Previously asked about proration; resolved.
</session_summary>
<retrieved_passages>
[doc:refund-policy#3] Annual plans are refundable within 14 days of renewal...
[doc:proration#1] Mid-cycle upgrades are prorated against the remaining term...
[doc:billing-contacts#2] Billing disputes route to billing@acme.example...
</retrieved_passages>
<user>
I upgraded from Pro to Team 6 days ago and want to know what I'd be
refunded if I cancel today.
</user>Read it as shape, not template. Top half is cacheable, written once, rarely changed. Bottom half is assembled per request, small, evidence-tagged, and grounded by explicit instruction. The division is what makes both caching and debugging tractable.
Closing
None of these practices are individually clever. The discipline is in doing all of them, consistently, on every route — and treating the assembly layer as code, not copy-paste. A prompt you can version, test, cache, and observe will beat a "better-worded" prompt that gets rewritten ad hoc every sprint.

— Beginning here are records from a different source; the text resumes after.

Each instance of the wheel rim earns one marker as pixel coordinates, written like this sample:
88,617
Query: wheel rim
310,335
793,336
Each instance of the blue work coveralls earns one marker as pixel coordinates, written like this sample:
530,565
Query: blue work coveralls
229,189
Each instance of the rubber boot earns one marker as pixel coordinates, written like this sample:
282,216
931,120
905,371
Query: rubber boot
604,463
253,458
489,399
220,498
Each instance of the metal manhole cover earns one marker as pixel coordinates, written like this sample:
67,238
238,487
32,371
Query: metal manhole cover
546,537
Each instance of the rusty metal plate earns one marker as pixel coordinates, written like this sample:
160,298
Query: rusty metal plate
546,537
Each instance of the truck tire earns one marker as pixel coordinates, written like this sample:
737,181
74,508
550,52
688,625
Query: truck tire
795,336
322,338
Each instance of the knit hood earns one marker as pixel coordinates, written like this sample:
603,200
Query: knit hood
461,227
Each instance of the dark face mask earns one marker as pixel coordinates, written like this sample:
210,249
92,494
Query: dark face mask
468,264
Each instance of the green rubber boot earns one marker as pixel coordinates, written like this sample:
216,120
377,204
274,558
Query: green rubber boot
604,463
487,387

For the full framing, the context engineering pillar is the entry point. For the vocabulary, the glossary entry for context engineering and the glossary entry for prompt caching. For where the boundary with prompt engineering sits, context engineering vs prompt engineering.
FAQ
Where should a team new to context engineering start?

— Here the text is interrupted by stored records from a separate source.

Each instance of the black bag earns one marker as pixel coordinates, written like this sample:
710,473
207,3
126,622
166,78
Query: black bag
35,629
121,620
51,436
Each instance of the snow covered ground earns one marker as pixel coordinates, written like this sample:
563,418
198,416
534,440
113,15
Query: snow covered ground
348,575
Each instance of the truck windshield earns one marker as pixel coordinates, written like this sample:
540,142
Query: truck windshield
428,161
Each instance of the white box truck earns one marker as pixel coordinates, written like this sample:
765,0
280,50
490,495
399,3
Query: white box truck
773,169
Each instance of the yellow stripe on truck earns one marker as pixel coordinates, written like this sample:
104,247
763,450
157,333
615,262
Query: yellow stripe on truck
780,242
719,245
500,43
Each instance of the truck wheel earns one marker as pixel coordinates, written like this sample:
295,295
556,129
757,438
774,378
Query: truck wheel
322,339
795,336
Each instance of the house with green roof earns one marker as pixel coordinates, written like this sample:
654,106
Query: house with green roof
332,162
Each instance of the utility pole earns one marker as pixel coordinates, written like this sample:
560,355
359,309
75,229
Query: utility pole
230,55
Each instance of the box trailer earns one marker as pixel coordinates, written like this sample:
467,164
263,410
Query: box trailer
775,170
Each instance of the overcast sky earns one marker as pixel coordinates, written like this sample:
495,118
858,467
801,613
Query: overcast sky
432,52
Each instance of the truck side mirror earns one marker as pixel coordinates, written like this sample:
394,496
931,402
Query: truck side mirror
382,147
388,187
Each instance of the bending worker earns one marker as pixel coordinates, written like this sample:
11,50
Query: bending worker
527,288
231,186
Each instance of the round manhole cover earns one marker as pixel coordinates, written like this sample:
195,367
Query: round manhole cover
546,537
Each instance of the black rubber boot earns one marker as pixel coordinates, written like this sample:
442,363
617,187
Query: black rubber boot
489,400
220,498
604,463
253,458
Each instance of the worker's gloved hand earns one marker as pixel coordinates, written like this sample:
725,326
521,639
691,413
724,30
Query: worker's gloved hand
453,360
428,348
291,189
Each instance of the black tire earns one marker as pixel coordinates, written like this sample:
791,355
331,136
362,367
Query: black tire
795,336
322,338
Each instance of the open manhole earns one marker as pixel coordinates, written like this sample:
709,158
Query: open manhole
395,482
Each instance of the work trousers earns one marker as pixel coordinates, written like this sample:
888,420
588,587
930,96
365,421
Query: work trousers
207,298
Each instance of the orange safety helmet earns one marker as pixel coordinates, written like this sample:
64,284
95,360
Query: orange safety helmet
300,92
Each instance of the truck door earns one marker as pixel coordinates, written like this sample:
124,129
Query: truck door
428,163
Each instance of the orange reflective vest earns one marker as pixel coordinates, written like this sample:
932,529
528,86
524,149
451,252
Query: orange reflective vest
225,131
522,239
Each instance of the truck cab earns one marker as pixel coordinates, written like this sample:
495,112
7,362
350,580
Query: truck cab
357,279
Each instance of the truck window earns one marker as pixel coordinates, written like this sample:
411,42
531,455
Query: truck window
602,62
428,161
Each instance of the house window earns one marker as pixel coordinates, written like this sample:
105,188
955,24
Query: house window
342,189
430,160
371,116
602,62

With the two practices that compound the fastest: stable-first prompt ordering plus explicit cache markers (items 2 and 3). Those two together usually move cost and latency before any other change, and they set up the structure the rest of the checklist assumes. After that, instrumentation (item 12) — because without logs, every later tweak is a guess.
Is this checklist provider-specific?
The practices are provider-agnostic; some of the mechanisms aren't. Cache-marker syntax, maximum cached prefix length, and discount percentages differ across Anthropic, OpenAI, and Gemini. The Claude vs OpenAI prompt caching comparison covers the big ones. Treat the checklist as what to do; consult your provider's docs for how.
How do I know a practice is actually helping?
Pair each change with an eval. For caching, watch cache hit rate and cost per request. For retrieval changes, watch groundedness and answer-accuracy on a held-out set. For compression, watch the summary-faithfulness metric and downstream accuracy. A change without an eval isn't a best practice — it's a hypothesis.